One brother refuses to speak to him and he's only on speaking terms with his mother and another brother, he said.
"Basically I don't have a family. I'm hoping they'll see what I'm doing, that I'm making progress."
Although he's not in touch with most of his family, he said they all support his joining a rehabilitation program. They support the idea, he said, but he wonders if they really believe him since he's said the same thing before but didn't follow through. He admitted to being a good liar.
"That's what drug users do, is lie to cover up their habit," Mark said.
One of those times was in 2000. He took his 5-year-old daughter to his sister's house on the East Coast. Barger, had agreed to watch his daughter while he went to treatment in San Diego. When he got to San Diego, he fell back into his drug-using habits with the mother of his daughter and wife at the time and skipped the drug-rehabilitation program altogether.
Mark said he loves his daughter and he loves kids in general. His girlfriend, also from Craig, agreed, and said Mark is great with kids.
"The worst thing [about the drug] is the children that are abused by neglect," Mark said.
They're often malnourished he said, giving an example of one local child who told him he had raw Top Ramen for breakfast one morning.
"I think that was another pushing point in my recovery. I love kids," Mark said.
Barger said she knows Mark loves his daughter, but that his drug problem has made him irresponsible and had a negative impact on the child.
"The summer when she was 5 years old, I brought her to my pediatrician for a checkup. The pediatrician said she had poor muscle development and malnourishment," Barger said. "I think that speaks for itself. I think to say that she came to our house and that she had never seen a library and didn't know they existed -- that says a lot," she said.
Mark plans to enter a three-month rehabilitation program today.
Barger said she's glad he's acknowledging that he needs help.
"I do and I will continue to pray for him and his ex-wife and his child. I won't believe he's free of the drug and its grasp on him until he's been drug-free for a year," Barger said.

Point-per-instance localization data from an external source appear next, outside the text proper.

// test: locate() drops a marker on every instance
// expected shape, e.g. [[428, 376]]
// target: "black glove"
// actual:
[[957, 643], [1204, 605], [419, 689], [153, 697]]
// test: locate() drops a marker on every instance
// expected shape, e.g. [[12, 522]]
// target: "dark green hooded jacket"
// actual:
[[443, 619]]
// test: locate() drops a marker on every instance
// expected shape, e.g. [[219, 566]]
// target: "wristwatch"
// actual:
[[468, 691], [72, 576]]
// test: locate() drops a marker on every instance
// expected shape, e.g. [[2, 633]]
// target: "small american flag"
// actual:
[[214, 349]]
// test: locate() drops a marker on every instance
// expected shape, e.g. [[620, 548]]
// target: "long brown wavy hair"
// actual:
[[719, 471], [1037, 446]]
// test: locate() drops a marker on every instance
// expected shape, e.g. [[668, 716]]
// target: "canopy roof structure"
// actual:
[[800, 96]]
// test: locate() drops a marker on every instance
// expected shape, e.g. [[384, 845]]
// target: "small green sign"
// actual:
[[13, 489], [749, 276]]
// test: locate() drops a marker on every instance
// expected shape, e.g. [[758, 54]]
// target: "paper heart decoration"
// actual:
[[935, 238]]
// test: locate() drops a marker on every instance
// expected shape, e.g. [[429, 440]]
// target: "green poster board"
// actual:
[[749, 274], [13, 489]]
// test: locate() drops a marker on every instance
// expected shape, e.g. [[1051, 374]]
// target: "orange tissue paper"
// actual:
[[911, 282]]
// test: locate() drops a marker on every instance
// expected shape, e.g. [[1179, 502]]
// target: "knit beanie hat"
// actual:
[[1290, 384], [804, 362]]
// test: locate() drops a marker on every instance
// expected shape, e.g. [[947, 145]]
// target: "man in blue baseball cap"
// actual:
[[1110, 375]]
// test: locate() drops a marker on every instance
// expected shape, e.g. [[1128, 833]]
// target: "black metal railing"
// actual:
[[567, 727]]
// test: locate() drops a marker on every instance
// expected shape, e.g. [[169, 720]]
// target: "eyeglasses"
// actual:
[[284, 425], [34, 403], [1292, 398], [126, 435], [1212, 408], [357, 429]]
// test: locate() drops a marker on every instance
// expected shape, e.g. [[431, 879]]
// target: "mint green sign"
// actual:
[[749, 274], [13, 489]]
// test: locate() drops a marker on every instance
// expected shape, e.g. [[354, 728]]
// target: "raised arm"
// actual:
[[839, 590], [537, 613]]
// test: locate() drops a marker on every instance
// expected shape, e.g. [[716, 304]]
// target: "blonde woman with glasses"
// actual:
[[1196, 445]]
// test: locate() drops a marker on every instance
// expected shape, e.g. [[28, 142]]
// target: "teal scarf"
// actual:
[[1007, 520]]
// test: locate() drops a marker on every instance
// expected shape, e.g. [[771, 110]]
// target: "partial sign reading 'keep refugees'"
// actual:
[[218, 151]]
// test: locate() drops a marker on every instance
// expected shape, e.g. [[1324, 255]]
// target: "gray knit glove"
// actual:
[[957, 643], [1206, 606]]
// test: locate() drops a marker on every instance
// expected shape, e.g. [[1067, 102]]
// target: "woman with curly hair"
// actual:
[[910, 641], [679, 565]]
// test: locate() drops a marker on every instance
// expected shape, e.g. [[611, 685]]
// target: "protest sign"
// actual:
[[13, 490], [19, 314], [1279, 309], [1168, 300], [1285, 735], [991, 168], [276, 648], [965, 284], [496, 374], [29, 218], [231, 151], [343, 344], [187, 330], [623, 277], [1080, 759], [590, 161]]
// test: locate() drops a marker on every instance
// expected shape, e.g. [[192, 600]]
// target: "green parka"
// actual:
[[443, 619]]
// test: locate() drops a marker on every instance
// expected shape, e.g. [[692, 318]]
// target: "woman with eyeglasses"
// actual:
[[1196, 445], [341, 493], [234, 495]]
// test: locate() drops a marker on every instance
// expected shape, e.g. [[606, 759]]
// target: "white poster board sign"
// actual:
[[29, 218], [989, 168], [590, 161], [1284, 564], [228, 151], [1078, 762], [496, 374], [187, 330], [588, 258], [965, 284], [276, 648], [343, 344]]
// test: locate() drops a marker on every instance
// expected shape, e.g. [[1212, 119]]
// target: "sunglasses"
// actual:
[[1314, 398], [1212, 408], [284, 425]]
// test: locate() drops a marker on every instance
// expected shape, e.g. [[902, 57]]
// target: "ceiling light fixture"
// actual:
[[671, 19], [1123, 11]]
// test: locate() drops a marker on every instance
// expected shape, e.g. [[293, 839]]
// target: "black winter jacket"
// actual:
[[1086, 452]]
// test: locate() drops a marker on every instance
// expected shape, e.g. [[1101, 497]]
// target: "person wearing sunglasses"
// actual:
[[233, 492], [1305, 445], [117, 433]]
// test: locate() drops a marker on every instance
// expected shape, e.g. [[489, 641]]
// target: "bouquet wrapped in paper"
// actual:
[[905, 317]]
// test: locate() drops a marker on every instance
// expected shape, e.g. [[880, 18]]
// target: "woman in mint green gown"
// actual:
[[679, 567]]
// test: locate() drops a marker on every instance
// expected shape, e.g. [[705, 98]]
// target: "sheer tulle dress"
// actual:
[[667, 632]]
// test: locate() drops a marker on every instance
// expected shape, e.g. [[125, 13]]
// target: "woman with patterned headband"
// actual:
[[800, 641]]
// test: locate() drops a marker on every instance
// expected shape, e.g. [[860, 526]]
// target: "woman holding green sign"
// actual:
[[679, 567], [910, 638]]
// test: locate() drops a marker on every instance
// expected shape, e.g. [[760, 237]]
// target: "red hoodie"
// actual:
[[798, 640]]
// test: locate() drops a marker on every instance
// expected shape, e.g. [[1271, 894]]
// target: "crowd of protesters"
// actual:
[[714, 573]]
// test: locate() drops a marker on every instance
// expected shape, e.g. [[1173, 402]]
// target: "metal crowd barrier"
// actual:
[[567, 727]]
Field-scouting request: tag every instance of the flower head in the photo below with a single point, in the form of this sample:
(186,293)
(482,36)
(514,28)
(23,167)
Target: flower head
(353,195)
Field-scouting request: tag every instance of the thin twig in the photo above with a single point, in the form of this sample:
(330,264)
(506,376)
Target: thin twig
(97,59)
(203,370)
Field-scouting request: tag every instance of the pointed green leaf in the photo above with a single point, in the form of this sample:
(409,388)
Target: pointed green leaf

Mark is living one day at a time. He attends meetings and follows a 12-step program.
Mark's mother said he is also in her prayers.
"God doesn't make junk," she said. "I wouldn't give up on him. Never. There is always hope no matter what the addiction is."
Mark said he couldn't do it alone. He advises people who want to quit to call Narcotics Anonymous, go to meetings and get a sponsor. His girlfriend agreed.
"If you can't handle it at 4 a.m., someone will sit and talk with you. We know what it's like," she said.